If you are seeing "CIDFont-F1 cannot be created or found" or your text is appearing as dots or boxes, try these steps: CIDFont+F1 issue - Adobe Community Cidfont-f1 Font
CIDFont-F1 is a font that uses the CID character identification system to represent characters. It is a composite font, which means that it can contain multiple font designs, each representing a different character or set of characters. The CIDFont-F1 font is typically used in Asian languages, such as Chinese, Japanese, and Korean, where a large number of characters are required to represent the language. "The font looks too thin on my Mac compared to Windows
CIDFont-F1 represents a pivotal era in digital typography. Before CID fonts, handling East Asian character sets (which can exceed 10,000 glyphs) required massive, unwieldy font files.
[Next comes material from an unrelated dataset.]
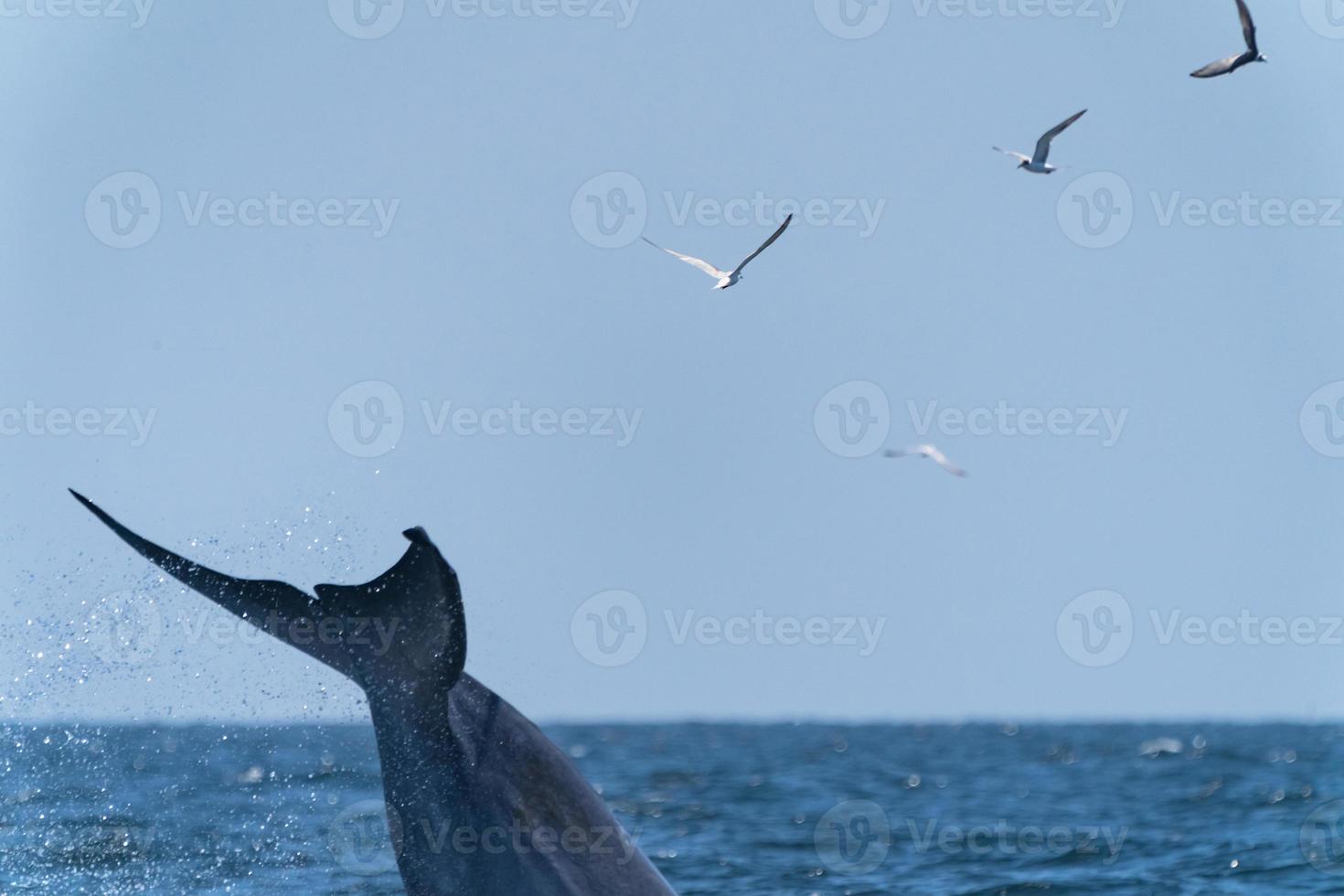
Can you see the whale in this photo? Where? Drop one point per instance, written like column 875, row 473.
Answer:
column 479, row 801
The CID format allowed font developers to organize glyphs into manageable modules, drastically improving rendering speed and memory usage. CIDFont-F1 stands as a standard bearer for this transition, bridging the gap between early bitmap fonts and modern Unicode-based OpenType standards. The CIDFont-F1 font is typically used in Asian
Cidfont-f1 is a font format developed by Adobe Systems in the 1990s. The "CID" in Cidfont-f1 stands for "Character ID," which refers to the unique identifier assigned to each character in the font. The "f1" suffix indicates that it's a font specifically designed for use with Adobe's PostScript language.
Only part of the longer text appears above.